Et, déchirant sa chemise, il enveloppa pieusement l'affreux débris dans un lambeau de son linge ; puis, après s'être un peu reposé, il continua sa route, seul, avec sa relique.

Au soir, il rencontra les Trarzas.

Il connaissait bien l'Afrique et tenait en piètre estime ses habitants. Il aurait dit volontiers comme les Ouolofs : Si tu croises sur ton chemin un Maure et une vipère, tue le Maure. Mais, dans son terrible abandon, qu'eût-il pu faire de mieux que de se confier à eux ? Il leur demanda, en arabe, au nom du grand Prophète, d'avoir pitié d'un naufragé, de lui accorder l'hospitalité et des secours.

On l'accueillit assez bien : mais, comme en prenant ses effets, on ouvrait le paquet mystérieux, ce furent des cris d'horreur, d'indignation, de colère. Voilà Guérin frappé, insulté, garrotté, et conduit comme un assassin à la tente du roi, nommé Mohammed Abdallah.

Le caporal, qui avait fait quelque dix-huit ans auparavant la campagne d'Égypte, ne se laissa pas déconcerter. Il répondit clairement à l'interrogatoire du cheick, raconta ses malheurs, exposa son serment. Il sut se faire respecter en évoquant le souvenir de son général, le grand Bonaparte, que le Maure connaissait et qu'il nommait gravement le sultan Kebir. Au courant des mœurs arabes, il se concilia la faveur de ses hôtes en parlant pieusement d'Allah et de leurs croyances, en demandant à se mêler à leurs prières. Bref, on lui promit de le conduire jusqu'au Sénégal, et on lui accorda de conserver avec lui les restes desséchés de la malheureuse Clotilde.

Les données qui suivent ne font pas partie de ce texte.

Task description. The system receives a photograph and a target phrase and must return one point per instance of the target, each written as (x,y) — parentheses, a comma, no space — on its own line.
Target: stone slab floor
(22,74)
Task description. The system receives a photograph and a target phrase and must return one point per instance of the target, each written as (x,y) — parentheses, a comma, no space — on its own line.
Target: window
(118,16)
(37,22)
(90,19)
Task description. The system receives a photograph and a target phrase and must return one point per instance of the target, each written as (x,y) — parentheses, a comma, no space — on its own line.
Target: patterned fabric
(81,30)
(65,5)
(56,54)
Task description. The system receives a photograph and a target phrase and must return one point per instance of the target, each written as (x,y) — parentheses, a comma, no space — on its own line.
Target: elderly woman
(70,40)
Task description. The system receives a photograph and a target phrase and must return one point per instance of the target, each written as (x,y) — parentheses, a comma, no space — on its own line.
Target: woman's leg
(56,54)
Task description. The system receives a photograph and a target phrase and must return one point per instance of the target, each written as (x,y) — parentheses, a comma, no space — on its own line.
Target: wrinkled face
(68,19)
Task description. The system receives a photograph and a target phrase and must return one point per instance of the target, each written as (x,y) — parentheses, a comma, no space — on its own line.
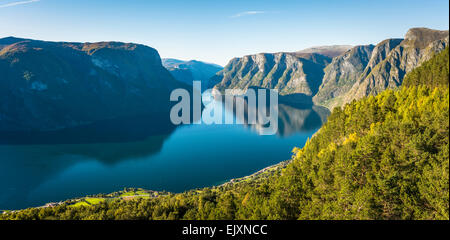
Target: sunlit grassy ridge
(383,157)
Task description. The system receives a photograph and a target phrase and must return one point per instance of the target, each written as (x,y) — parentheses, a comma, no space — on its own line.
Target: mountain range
(334,75)
(55,85)
(193,70)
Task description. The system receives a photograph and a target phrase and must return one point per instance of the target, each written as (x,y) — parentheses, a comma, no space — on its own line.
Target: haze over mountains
(189,71)
(54,85)
(335,75)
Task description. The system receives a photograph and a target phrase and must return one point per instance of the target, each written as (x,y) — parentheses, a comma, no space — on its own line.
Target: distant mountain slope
(188,71)
(382,157)
(342,74)
(384,67)
(419,45)
(54,85)
(290,73)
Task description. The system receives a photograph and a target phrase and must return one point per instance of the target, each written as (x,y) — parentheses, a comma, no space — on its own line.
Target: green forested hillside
(383,157)
(433,73)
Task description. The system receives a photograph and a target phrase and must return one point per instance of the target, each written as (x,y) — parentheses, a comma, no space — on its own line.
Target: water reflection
(145,151)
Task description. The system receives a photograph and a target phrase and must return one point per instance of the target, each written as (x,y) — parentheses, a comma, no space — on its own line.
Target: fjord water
(146,152)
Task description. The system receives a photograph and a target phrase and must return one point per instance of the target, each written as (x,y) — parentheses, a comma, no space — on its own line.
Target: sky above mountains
(216,31)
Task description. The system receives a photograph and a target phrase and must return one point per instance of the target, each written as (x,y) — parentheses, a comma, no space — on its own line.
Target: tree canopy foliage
(382,157)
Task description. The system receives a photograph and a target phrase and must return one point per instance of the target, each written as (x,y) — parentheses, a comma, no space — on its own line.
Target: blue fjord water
(146,152)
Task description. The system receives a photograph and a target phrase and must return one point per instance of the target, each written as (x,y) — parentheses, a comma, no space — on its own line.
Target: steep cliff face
(341,74)
(392,60)
(290,73)
(49,85)
(189,71)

N'est-ce pas un des plus horribles épisodes de ce désastre que l'aventure macabre de ce malheureux soldat traînant dans le désert ses pas chancelants, vivant la vie atroce et dégradée d'un esclave, et emportant sous un furieux soleil, à travers les sables brûlants, cette tête à demi rongée, seul souvenir de ce que la vie, la cruelle vie, avait pu lui donner de meilleur ? Il agonisait, mais, jusqu'au bout, il tiendrait son serment. Quelle grandeur sauvage, à côté de la veulerie de tant de chefs !

... Après un mois de pérégrinations dans le désert, où il avait passé de tribus en tribus, Guérin, noir et décharné, ses derniers vêtements en haillons, finit par surgir à Saint-Louis, comme le spectre de la défaite de cette lugubre expédition. Il n'avait plus figure humaine et vacillait à chaque pas ; mais il portait toujours à la ceinture un étrange paquet dans un linge sordide et sans couleur.

On ne put que le transférer à l'hôpital. Dix jours après, il y expira, de dysenterie, de fièvre, d'épuisement et de désespoir.

Pour accomplir les dernières volontés de cet humble héros, on l'ensevelit avec la tête de sa Clotilde, qu'il n'avait jamais voulu abandonner.